Nonostante la fede nella protezione mariana, il 29 maggio del 1453 Maometto il Conquistatore si impadronisce di Costantinopoli e distrugge l’icona. Questa forma di culto migra con naturalezza verso l’Occidente, radicandosi profondamente a Roma dove specialmente durante la crisi iconoclasta molte icone avrebbero trovato riparo scampando così alla loro distruzione.
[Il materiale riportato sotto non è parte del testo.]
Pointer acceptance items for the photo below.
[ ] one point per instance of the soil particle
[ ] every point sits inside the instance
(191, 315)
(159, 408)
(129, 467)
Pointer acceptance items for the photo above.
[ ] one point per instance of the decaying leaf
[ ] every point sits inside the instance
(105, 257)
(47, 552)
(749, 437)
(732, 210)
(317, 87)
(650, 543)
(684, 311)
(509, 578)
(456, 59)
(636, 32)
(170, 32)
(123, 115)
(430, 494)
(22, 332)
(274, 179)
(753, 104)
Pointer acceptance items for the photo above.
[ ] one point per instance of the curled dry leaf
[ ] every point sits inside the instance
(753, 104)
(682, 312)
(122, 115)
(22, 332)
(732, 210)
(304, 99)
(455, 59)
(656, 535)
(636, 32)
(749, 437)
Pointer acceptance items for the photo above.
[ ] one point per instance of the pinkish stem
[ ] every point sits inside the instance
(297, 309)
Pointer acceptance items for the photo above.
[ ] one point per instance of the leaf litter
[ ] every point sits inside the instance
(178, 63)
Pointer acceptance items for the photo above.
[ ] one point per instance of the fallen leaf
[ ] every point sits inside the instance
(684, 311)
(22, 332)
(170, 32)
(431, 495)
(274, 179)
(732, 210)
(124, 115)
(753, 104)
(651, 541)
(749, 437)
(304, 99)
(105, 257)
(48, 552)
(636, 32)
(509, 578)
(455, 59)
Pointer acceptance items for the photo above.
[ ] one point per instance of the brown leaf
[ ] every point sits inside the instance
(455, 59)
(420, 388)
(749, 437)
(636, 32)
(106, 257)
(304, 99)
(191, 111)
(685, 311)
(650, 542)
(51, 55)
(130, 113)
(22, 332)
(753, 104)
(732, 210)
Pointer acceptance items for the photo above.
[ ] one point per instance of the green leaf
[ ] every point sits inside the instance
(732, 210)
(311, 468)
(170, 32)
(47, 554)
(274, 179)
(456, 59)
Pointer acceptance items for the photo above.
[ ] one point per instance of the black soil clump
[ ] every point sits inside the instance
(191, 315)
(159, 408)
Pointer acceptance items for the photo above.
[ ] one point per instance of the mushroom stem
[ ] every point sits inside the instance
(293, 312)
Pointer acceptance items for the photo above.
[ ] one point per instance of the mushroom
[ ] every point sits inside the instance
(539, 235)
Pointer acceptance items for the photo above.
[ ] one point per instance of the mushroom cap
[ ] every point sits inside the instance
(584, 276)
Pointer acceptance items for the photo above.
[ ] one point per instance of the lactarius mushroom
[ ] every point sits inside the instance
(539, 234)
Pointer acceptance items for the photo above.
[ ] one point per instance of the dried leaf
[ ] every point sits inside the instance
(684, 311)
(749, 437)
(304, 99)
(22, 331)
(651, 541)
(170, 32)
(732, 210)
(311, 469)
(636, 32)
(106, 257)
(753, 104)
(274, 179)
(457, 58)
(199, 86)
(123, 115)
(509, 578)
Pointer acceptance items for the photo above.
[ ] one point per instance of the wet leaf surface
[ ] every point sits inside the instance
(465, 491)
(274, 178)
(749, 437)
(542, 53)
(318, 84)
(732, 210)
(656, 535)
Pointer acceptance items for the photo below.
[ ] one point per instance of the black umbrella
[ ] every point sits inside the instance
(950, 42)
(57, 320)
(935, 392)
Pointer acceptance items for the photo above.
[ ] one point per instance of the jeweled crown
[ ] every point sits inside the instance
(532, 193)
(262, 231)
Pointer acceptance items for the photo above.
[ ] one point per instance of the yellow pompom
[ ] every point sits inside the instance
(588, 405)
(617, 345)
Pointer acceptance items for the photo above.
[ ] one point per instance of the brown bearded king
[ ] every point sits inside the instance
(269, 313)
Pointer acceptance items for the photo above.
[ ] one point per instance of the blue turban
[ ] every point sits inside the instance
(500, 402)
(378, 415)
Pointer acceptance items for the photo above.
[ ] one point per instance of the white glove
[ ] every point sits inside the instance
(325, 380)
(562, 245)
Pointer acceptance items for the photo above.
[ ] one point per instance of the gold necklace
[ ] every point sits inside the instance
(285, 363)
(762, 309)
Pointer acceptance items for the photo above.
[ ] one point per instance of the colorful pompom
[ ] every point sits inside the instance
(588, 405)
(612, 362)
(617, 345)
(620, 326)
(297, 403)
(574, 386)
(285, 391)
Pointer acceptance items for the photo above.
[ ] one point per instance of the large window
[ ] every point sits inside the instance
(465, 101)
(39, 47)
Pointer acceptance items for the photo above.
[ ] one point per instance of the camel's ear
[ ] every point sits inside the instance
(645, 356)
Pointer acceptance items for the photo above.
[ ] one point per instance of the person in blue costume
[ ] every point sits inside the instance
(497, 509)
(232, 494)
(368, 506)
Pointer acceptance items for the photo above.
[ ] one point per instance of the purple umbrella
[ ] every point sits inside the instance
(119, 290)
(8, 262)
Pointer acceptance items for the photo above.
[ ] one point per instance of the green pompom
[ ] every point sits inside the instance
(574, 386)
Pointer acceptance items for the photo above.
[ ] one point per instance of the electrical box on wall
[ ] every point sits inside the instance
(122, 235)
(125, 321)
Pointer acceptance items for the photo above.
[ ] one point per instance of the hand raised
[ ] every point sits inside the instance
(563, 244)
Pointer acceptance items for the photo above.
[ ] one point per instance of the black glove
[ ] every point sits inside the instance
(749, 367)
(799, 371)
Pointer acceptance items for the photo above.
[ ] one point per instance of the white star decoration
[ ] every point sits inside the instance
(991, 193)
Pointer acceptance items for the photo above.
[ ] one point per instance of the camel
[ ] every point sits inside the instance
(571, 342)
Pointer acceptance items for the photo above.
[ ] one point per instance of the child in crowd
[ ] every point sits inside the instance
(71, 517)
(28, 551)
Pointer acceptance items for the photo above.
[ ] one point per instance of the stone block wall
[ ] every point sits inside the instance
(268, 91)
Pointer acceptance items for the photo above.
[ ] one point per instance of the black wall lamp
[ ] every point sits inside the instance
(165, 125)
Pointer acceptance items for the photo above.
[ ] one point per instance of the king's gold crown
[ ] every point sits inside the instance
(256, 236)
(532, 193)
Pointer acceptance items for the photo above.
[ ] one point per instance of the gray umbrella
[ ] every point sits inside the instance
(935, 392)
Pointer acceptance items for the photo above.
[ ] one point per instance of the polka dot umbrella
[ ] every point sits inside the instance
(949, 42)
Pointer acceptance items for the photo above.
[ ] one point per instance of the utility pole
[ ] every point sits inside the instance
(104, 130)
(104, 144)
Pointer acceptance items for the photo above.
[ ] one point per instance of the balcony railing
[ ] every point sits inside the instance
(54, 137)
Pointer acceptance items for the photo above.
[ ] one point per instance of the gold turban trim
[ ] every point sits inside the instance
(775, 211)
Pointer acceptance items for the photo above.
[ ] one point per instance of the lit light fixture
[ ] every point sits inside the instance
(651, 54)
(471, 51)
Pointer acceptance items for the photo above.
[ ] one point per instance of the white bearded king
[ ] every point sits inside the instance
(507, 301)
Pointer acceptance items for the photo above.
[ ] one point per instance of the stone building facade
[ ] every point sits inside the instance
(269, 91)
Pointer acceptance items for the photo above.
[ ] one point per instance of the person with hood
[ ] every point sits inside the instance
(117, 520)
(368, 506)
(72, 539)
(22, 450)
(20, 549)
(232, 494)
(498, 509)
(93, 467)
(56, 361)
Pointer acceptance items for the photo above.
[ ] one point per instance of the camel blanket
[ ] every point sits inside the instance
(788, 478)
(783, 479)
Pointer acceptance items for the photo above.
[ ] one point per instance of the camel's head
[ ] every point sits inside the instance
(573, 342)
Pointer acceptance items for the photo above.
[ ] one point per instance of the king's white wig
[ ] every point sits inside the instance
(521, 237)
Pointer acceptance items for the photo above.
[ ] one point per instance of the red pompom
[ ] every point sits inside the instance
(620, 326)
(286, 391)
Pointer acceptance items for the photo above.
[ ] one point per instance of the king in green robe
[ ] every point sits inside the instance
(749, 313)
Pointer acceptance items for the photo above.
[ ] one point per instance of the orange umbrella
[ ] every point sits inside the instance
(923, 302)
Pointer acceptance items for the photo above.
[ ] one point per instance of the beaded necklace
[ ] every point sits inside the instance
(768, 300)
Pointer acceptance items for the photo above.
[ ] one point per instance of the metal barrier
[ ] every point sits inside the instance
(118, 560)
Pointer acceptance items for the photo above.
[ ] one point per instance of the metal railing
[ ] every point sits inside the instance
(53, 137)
Nel meridione d’Italia, segnatamente in Sicilia, Puglia e Sardegna, ma anche in Calabria, dove la cultura greca era già significativamente presente, il terreno era dunque ben pronto per accogliere un seme che avrebbe portato frutti ancora più copiosi”, sottolinea in catalogo padre Carmelo Signorello. “Le cause che determinarono l’arrivo in Sicilia dell’icona di Santa Maria Odigitria, per molti secoli sono state spiegate con varie versioni. È certo comunque che sin dal periodo iconoclasta (soprattutto 730-787) numerose repliche di questa icona, insieme a una schiera di monaci iconoduli che vollero salvarla dalla furia incontenibile dei distruttori delle sacre immagini, raggiunsero le regioni dell’Italia meridionale. Poi la seconda migrazione di monaci ortodossi, fuggiti tra il XV e XVI secolo dai Balcani e dalla Grecia, ancora con il prezioso carico delle loro venerate icone, ma per salvarle stavolta dall’invasione ottomana, riparando nuovamente nel meridione d’Italia, contribuì a diffonderne ulteriormente il culto in quel territorio culturalmente affine alla loro terra di origine. Così specialmente in Val Demone, nel ricco dedalo di chiese rupestri e rurali, eremi e cenobi, monasteri e archimandrie, il culto mariano di provenienza greca trovò quelle felici contaminazioni con i culti locali preesistenti, che tuttora sono ben vive nelle molte forme della pietà popolare”.

Nell’Isola, la devozione alla «Madonna di Costantinopoli», denominata semplicemente Madonna Odigitria (titolo abbreviato Idria o Itria) si collega ad una precisa iconografia. Quella dei due anziani monaci (evidentemente basiliani) che trasportano sulle spalle una cassa, resa più leggera dall’intervento di due angeli, su cui appare maestosamente assisa la Madre di Dio che mostra il Bambino (la Via), incoronata da angeli in volo e accolta nel luogo deputato al suo culto da una rappresentativa folla di clero e popolo — di volta in volta santi protettori e dignitari vari — con evidenti atteggiamenti di stupore e venerazione”.

Proprio come ha voluto raffigurarla Sofonisba Anguissola nella grande pala in mostra.